Índice de mamografias no Brasil ainda é baixo

A realização de exames preventivos contra o câncer de mama no Brasil ainda é inferior à média mundial.


Fonte: DINO/ Notícia Public Relations

O câncer de mama é o mais recorrente entre as mulheres e apresenta alta taxa de mortalidade. Porém, nem mesmo os dados alarmantes a respeito da doença têm sido suficientes para estimular medidas preventivas entre as mulheres brasileiras. De acordo com dados do Instituto Brasileiro de Geografia e Estatística (IBGE) colhidos em todo o território nacional, apenas 60% das mulheres com idade entre 50 e 69 anos realizam mamografias periódicas – índice inferior ao recomendado pela Organização Mundial de Saúde (OMS), que determina que 70% das mulheres nesta faixa etária (consideradas prioritárias para a detecção deste tipo de câncer) tenham avaliações periódicas.

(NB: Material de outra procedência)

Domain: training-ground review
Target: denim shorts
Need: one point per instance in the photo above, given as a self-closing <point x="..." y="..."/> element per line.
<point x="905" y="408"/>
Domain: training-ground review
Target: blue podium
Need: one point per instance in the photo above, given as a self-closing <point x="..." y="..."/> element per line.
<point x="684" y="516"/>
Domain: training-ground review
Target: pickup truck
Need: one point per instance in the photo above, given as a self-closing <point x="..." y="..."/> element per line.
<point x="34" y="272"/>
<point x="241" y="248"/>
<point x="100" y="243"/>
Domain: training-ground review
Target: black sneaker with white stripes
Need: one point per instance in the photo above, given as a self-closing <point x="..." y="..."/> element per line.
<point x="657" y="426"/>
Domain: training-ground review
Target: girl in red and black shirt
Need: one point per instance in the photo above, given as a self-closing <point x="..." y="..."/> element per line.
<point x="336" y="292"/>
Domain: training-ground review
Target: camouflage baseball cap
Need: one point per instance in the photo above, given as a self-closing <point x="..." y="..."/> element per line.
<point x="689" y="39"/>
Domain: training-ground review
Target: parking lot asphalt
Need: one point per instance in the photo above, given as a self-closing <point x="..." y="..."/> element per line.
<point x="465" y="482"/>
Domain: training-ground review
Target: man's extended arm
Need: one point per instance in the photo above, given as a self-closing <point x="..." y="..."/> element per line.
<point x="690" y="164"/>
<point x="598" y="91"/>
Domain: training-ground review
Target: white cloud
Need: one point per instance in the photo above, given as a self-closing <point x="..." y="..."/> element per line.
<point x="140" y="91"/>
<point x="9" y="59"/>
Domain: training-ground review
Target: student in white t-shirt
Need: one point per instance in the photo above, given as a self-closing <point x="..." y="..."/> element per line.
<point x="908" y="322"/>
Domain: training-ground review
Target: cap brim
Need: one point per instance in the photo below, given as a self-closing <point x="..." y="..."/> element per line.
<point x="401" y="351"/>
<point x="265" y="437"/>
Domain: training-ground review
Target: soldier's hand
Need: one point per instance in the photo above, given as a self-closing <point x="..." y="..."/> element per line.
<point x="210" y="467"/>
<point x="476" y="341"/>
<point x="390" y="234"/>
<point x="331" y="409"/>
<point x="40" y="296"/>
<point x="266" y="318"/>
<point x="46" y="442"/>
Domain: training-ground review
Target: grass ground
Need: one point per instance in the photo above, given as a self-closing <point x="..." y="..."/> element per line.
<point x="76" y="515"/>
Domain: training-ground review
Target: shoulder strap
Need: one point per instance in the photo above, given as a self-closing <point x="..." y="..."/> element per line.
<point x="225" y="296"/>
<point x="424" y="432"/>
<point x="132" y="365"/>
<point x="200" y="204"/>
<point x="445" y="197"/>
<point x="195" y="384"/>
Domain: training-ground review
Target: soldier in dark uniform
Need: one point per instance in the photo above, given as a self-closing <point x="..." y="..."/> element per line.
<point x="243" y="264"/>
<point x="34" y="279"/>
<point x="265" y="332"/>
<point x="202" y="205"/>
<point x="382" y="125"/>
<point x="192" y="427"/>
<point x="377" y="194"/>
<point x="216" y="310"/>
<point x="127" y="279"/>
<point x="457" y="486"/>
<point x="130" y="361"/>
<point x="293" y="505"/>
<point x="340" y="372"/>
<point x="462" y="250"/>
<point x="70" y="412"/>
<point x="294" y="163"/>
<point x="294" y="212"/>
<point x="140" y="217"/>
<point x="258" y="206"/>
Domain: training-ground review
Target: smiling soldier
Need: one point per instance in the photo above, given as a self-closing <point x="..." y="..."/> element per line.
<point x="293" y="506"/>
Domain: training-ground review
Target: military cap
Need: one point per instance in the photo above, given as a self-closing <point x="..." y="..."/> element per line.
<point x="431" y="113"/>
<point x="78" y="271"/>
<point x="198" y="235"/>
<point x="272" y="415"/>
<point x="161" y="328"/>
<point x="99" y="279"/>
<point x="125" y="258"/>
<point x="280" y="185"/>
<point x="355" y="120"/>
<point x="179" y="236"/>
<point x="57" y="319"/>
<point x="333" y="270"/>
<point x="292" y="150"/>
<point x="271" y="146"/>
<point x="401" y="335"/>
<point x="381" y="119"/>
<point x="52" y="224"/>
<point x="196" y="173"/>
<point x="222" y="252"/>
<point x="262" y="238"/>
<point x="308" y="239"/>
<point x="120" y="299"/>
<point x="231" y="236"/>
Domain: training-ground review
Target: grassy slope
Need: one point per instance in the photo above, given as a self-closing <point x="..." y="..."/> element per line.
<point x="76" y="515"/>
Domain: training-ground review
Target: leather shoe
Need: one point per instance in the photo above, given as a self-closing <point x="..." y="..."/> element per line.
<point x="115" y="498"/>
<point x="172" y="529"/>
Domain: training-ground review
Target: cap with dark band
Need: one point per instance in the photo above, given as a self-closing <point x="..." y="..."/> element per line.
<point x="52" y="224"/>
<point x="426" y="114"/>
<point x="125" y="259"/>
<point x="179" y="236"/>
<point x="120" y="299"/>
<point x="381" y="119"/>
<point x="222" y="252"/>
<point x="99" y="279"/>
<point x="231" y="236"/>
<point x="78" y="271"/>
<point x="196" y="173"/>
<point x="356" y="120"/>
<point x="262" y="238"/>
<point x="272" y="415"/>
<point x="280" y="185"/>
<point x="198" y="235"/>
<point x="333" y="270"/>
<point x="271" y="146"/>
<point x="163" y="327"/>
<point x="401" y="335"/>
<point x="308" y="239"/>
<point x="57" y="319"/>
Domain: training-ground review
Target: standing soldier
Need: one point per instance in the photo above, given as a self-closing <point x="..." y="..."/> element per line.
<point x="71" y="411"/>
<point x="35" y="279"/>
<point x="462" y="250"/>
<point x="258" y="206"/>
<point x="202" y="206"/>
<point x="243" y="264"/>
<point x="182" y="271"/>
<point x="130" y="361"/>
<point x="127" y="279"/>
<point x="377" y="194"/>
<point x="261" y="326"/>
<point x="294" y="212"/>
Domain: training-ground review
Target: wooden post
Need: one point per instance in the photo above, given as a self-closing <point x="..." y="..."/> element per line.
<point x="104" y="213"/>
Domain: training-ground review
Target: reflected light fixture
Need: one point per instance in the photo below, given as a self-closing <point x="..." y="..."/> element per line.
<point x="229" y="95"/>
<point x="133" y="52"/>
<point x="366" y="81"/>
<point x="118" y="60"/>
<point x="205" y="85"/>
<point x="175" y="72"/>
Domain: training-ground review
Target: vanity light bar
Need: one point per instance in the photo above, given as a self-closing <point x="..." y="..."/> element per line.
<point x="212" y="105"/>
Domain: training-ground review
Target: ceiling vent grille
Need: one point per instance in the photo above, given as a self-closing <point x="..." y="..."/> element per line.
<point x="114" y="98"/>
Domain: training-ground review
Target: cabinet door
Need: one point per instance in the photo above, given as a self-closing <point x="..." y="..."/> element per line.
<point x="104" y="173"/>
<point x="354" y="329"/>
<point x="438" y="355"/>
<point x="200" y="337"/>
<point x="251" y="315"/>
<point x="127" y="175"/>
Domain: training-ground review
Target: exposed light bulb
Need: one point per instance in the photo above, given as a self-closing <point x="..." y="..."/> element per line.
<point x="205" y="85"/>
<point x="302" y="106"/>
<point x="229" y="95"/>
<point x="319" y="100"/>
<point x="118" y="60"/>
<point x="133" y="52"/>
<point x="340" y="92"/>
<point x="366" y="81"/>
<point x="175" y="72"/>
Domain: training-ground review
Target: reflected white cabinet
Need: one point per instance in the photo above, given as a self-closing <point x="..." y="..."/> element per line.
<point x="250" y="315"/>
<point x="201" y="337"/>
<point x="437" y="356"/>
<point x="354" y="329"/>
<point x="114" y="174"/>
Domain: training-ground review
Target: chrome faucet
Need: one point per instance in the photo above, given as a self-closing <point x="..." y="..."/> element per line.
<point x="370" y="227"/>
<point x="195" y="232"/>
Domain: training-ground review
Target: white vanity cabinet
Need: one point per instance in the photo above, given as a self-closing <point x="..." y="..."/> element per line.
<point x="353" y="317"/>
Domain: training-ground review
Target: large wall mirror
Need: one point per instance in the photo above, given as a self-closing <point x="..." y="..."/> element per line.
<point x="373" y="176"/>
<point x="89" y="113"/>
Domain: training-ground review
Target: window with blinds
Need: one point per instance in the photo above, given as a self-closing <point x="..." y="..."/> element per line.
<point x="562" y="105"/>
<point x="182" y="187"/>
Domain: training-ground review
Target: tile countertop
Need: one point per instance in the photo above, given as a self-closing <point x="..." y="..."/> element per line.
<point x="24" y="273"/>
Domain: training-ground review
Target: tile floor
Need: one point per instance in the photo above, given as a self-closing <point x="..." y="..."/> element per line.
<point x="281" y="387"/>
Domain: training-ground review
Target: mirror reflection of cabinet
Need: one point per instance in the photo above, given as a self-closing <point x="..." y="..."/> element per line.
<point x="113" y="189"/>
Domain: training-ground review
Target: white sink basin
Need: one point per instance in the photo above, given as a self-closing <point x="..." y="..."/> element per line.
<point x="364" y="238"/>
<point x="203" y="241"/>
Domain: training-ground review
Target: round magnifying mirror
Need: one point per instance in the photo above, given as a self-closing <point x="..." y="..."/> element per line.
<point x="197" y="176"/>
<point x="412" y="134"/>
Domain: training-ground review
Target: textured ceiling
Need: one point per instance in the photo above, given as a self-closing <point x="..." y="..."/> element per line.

Essa mesma pesquisa do IBGE revelou, ainda, que o Brasil possui quantidade suficiente de mamógrafos para atender a população feminina, porém, a maioria deles está instalada nas grandes cidades. Dessa forma, mulheres que moram em cidades do interior, por exemplo, precisam se deslocar aos grandes centros urbanos para realizar o exame – o que tem sido um grande obstáculo.

Não à toa, o IBGE também detectou que a mortalidade pelo câncer de mama vem crescendo no interior, justamente onde não há mamógrafos suficientes, enquanto nas grandes cidades, onde o serviço está disponível e acessível, a mortalidade continua a cair.

Com base nesses dados, o Ministério da Saúde vem se preparando para redistribuir os equipamentos de mamografia. A ideia é possibilitar que todas as mulheres tenham esse atendimento disponível para que a prevenção ocorra com maior eficácia. Uma vez que o tratamento contra qualquer câncer é muito oneroso ao Estado, a prevenção da doença é a melhor saída e deve refletir diretamente nos dados da mortalidade.

Vale lembrar que a mamografia é o exame mais preciso para a prevenção do câncer de mama e deve ser realizado anualmente a partir dos 40 anos de idade.